How exactly this process works is somewhat complex to discuss: the bare bones of it is that following the industrial revolution humankind has become responsible for an ever-increasing number of events that progressively threw off the balance regulating how planet Earth managed its atmosphere and replenished its resources. Whatever incredible interplay system there is in place, human activity is (for lack of a better formula) stressing it to its breaking point; while there have been climate changes before our unknowing intervention, such as ice ages or periods of great tectonic activity and turmoil, we have managed to mess up the system quite deeply and comprehensibly.

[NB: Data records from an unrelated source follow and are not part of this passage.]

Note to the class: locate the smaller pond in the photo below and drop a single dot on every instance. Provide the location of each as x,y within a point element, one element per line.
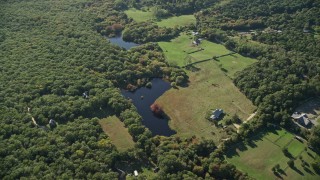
<point>158,126</point>
<point>121,43</point>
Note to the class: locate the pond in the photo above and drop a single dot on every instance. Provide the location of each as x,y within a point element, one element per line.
<point>158,126</point>
<point>121,43</point>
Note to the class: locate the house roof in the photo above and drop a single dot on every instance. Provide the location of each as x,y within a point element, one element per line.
<point>304,121</point>
<point>297,115</point>
<point>216,113</point>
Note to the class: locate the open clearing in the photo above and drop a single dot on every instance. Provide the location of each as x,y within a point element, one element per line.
<point>139,15</point>
<point>118,134</point>
<point>234,63</point>
<point>265,151</point>
<point>180,51</point>
<point>209,88</point>
<point>174,21</point>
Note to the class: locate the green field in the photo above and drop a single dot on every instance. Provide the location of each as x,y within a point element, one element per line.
<point>118,134</point>
<point>234,63</point>
<point>179,52</point>
<point>174,21</point>
<point>139,15</point>
<point>209,88</point>
<point>181,47</point>
<point>177,49</point>
<point>262,153</point>
<point>295,147</point>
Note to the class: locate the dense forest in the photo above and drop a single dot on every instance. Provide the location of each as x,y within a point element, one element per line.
<point>56,63</point>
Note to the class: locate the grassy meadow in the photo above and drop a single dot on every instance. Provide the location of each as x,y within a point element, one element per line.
<point>234,63</point>
<point>265,151</point>
<point>209,88</point>
<point>174,21</point>
<point>118,134</point>
<point>180,51</point>
<point>139,15</point>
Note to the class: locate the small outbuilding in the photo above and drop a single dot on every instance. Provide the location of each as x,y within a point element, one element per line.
<point>85,95</point>
<point>52,123</point>
<point>135,172</point>
<point>216,114</point>
<point>301,118</point>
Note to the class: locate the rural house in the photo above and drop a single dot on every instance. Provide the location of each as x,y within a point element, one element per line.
<point>216,114</point>
<point>302,119</point>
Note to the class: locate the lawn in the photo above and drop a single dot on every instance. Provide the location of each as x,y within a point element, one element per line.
<point>295,148</point>
<point>234,63</point>
<point>263,153</point>
<point>303,173</point>
<point>180,49</point>
<point>174,21</point>
<point>118,134</point>
<point>177,49</point>
<point>285,140</point>
<point>259,159</point>
<point>139,15</point>
<point>209,88</point>
<point>210,49</point>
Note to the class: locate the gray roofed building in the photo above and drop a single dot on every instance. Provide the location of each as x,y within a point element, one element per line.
<point>216,114</point>
<point>302,119</point>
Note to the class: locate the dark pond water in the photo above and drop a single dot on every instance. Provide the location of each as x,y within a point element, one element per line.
<point>120,42</point>
<point>158,126</point>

One of the most interesting ways we have to grasp how great of an influence humankind is having on the planet’s resources is the so-called “overshoot day”. In the most general terms possible, planet Earth can replenish its resource pool year by year (using trees growing, plants giving fruit, animals reproducing, and so on): as long as the consumption of resources is kept within the limits of what the planet can replenish, things are pretty much as smooth as they can be. The problem begins to arise when there is a surplus of resources exiting the system and not being replenished. Overshoot days mark that very moment: each year, consumption of resources exceeds the system’s capacity for restoration, and (as a general trend) overshoot day comes sooner each year than the previous. As an example, overshoot day in 2022 for Italy would be May, 15th: by that date, Italy used all of the resources at its disposal for the whole year. And yet, there is still more than half a year to slog through.

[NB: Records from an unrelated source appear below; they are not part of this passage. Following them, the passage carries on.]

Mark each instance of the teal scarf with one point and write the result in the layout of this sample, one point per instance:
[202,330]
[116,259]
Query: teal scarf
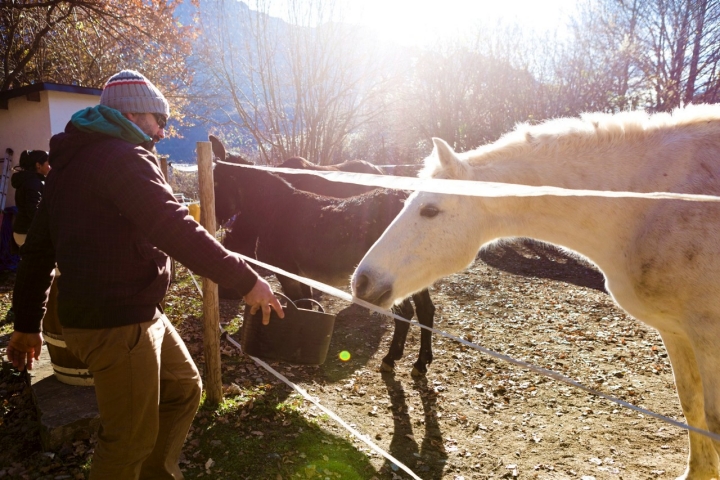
[102,119]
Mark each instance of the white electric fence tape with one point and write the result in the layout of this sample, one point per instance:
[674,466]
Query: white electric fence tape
[307,397]
[477,188]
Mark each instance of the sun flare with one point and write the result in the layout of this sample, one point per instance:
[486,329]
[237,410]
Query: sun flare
[418,22]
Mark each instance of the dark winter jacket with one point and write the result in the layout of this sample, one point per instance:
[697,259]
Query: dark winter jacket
[28,187]
[109,220]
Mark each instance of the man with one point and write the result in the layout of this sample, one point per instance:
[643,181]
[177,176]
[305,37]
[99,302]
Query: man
[109,221]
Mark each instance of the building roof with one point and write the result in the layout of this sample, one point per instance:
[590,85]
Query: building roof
[33,91]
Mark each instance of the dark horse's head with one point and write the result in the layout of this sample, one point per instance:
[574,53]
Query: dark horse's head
[227,203]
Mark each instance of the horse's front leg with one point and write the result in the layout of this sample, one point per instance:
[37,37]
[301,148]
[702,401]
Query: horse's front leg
[426,316]
[703,458]
[397,345]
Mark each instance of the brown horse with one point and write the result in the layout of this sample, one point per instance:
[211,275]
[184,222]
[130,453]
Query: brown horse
[308,183]
[315,236]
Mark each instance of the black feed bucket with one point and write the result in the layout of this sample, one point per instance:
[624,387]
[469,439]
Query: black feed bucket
[302,337]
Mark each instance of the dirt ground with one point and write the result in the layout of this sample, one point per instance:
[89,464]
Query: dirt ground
[475,417]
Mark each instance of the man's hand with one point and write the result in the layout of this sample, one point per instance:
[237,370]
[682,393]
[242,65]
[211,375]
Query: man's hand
[23,349]
[261,296]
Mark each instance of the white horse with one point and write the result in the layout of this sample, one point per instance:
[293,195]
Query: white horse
[660,258]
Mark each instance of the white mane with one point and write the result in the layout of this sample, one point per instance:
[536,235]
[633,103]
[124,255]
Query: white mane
[590,129]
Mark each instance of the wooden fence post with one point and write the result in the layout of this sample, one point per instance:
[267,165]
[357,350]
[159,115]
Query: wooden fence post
[211,306]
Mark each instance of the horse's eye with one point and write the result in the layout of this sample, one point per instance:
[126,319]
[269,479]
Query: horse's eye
[429,211]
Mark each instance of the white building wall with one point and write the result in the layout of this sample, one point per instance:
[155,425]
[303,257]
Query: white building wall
[28,125]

The consequences of a concept such as overshoot day are quite transparent: if we can’t finish even a whole year without consuming resources meant for the next cycle, year by year the environment grows progressively poorer and there is the buildup of a resource deficit that will (sooner rather than later) bring about disastrous consequences. By maintaining the current trend and the current living standard, humankind is accumulating a debt of resources each year that someone in the future will have to pay for. Of course, this is not to say that every human on the planet is contributing equally to overshoot days: there are differences. Europe, the USA, and (in broader terms) those states that make use of industry account for greater percentages of resources being burned than others. How to tackle such a state of things is one of the challenges that await us in a future that grows increasingly nearer.
How to solve the issue, then? We have an unbalanced equation between what Earth as a system can produce each year and how much of such resources we do consume in the same amount of time. One quite handy solution to the problem would be to simply increase the number of resources available, but that would be tricky, to put it mildly: the main problem with this approach is that even now we would need the resources of around about a couple of Earth-size planets (and three just to be sure and content) to simply balance the equation. That means needing to find at least one other planet (assuming it even exists somewhere in the universe, which is not a given) and better yet find two. This state of things renders the problem impossible to resolve from this angle.

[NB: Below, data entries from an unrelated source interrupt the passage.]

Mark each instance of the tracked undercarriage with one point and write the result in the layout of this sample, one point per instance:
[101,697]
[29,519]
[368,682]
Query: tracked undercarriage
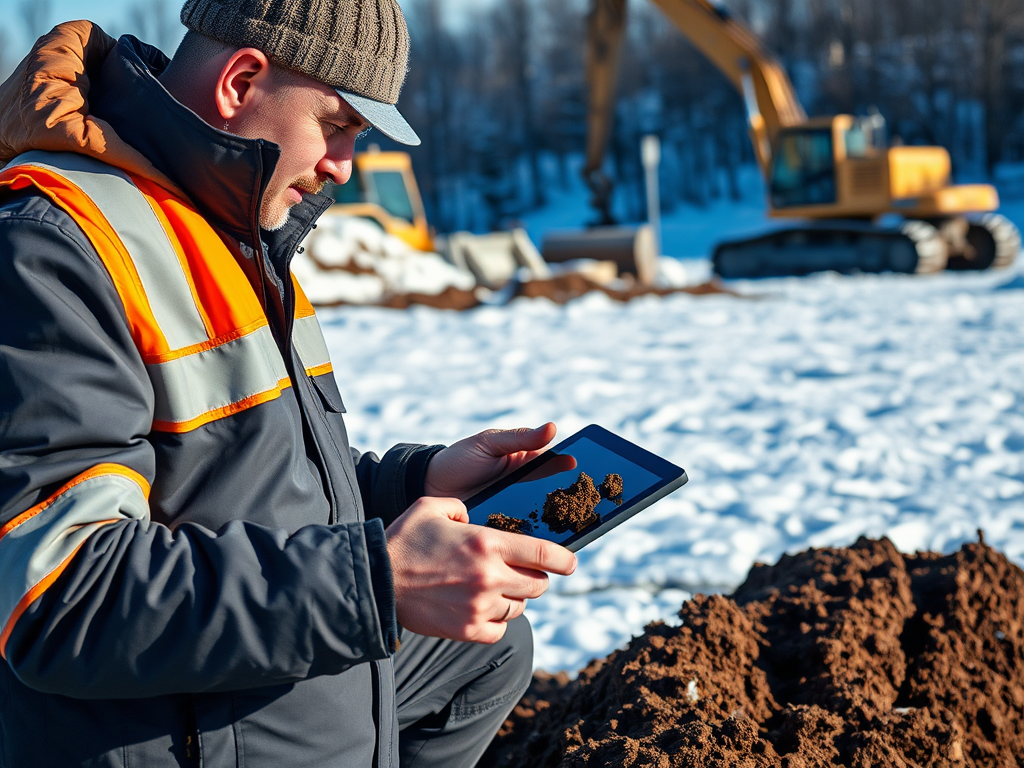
[910,247]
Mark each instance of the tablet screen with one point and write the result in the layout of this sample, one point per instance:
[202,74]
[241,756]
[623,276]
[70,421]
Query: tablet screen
[569,492]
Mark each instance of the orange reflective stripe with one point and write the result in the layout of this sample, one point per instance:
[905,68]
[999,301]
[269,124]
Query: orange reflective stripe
[222,290]
[179,427]
[326,368]
[144,330]
[176,245]
[34,594]
[47,580]
[302,306]
[99,469]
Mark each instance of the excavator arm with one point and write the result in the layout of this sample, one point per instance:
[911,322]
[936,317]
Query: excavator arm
[605,29]
[771,100]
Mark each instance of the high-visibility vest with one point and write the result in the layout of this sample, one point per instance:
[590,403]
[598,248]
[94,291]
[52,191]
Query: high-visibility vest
[196,321]
[198,325]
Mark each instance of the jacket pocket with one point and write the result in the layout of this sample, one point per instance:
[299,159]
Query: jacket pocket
[330,395]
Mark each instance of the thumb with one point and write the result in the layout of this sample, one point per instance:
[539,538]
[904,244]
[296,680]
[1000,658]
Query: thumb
[504,441]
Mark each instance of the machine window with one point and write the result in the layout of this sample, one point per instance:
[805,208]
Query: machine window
[388,189]
[804,172]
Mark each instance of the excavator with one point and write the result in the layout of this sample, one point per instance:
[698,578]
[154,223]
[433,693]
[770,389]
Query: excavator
[859,204]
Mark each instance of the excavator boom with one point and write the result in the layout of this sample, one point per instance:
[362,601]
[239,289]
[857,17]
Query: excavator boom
[753,71]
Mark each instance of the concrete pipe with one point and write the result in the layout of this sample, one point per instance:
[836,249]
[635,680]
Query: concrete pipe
[632,248]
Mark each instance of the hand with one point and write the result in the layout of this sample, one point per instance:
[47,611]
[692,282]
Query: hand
[464,582]
[467,466]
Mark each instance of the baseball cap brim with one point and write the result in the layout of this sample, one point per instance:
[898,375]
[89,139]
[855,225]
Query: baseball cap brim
[383,117]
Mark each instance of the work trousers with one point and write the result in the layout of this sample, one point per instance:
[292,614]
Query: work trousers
[453,696]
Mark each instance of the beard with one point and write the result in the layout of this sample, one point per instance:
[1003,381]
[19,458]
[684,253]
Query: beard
[275,211]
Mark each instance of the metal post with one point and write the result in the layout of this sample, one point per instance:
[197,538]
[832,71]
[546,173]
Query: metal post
[650,153]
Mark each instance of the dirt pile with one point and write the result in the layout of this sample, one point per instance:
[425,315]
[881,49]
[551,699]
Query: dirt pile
[858,656]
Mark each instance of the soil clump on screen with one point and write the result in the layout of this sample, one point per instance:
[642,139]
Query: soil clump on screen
[571,508]
[612,486]
[511,524]
[857,656]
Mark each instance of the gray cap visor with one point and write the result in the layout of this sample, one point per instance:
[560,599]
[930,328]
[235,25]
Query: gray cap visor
[383,117]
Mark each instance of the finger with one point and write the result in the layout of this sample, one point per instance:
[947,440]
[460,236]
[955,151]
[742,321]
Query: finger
[512,609]
[554,465]
[454,509]
[538,554]
[529,584]
[505,441]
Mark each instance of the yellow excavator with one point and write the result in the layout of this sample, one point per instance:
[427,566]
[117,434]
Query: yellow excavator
[836,174]
[383,189]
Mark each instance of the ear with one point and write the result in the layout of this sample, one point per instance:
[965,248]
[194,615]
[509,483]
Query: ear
[241,80]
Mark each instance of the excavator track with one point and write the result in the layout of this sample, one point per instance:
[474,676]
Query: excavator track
[992,243]
[846,247]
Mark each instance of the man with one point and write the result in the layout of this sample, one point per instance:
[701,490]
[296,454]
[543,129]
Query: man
[197,568]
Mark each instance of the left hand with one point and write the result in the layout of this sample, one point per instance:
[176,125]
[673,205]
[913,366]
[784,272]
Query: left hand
[468,465]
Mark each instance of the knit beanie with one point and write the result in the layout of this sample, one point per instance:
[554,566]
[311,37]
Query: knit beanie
[359,47]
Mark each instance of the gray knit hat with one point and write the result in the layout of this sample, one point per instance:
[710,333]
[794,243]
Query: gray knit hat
[358,47]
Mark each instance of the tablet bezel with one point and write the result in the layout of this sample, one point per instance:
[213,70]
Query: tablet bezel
[671,478]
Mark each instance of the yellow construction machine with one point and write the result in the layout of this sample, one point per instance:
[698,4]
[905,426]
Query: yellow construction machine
[383,189]
[836,174]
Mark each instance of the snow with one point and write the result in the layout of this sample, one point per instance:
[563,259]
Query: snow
[352,260]
[813,412]
[807,413]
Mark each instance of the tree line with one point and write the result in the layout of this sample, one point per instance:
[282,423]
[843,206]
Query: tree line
[499,94]
[499,89]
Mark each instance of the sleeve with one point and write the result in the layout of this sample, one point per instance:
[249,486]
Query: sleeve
[96,600]
[390,484]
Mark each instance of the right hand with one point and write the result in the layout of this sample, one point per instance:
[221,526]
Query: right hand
[464,582]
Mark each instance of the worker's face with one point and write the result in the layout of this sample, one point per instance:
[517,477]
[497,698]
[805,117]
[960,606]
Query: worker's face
[313,126]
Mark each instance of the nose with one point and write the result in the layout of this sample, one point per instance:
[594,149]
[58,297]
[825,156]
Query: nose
[337,161]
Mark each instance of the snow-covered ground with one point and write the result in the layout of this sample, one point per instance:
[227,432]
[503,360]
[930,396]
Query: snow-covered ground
[814,412]
[809,413]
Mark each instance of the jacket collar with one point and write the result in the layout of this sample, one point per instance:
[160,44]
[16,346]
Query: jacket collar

Of course, no nation consumes the same mass of resources over the same period of time as any other: what every nation shares are a resource pool that is growing progressively smaller and scarcer year by year. Keeping the current rate, there may come a point when humankind is forced to make difficult choices, and (as a consequence) conflicts may spark. The idea of a resource war of sorts in itself is a concept that has fascinated humankind for some time now, and that has been greatly explored in fiction with honorable mentions being movies such as “Mad Max – Fury Road” (Warner Bros., 2015) by George Miller (March, 3rd, 1945 - ), or the prologue of famous videogame sagas such as “Fallout” (published by Bethesda Softworks).The narrative premise of such works is that the scarcity of resources (and the unwillingness of nations to come to a compromise of any sort) was the cause of an all-out war that has engulfed the planet in nuclear fire and almost caused the extinction of humankind.
What would become of humankind should a resource war begin is unclear, and likely better be left unexplored: both “Mad Max - Fury Road” and the “Fallout” series offer answers which are less than ideal, with dysfunctional societies rebuilt around charismatic leaders or bellicose ideologies. Gangs of raiders, slavers, warmongers, and the like are common in every instance of the “Fallout” series, ready to jump at the throat of peaceful inhabitants of the wasteland for their nefarious ends. On the other hand, “Mad Max - Fury Road” presents us with the warlord Immortan Joe: an old military leader from before the collapse of society who is simply obsessed with the female protagonists and their potential of giving him a male heir to its so-called “citadel”: a water storage facility now standing amongst the ruins of the old world.
Where does this picture leave us, then? We stand at the precipice of change, be it for good or ill: we still have the chance to change the course of history, but the prospect will likely be a long and arduous task. And yet, despite how dire the situation may be now, its consequences may prove far more catastrophic for humankind: what we can do is try to explore different paths, and balance our collective needs against the chances we are giving the planet to sustain our numbers and try to work to lower the deficit year by year and day by day. Or we could simply enjoy the time we have left, waiting for what we have chosen to be the inevitable end of the line.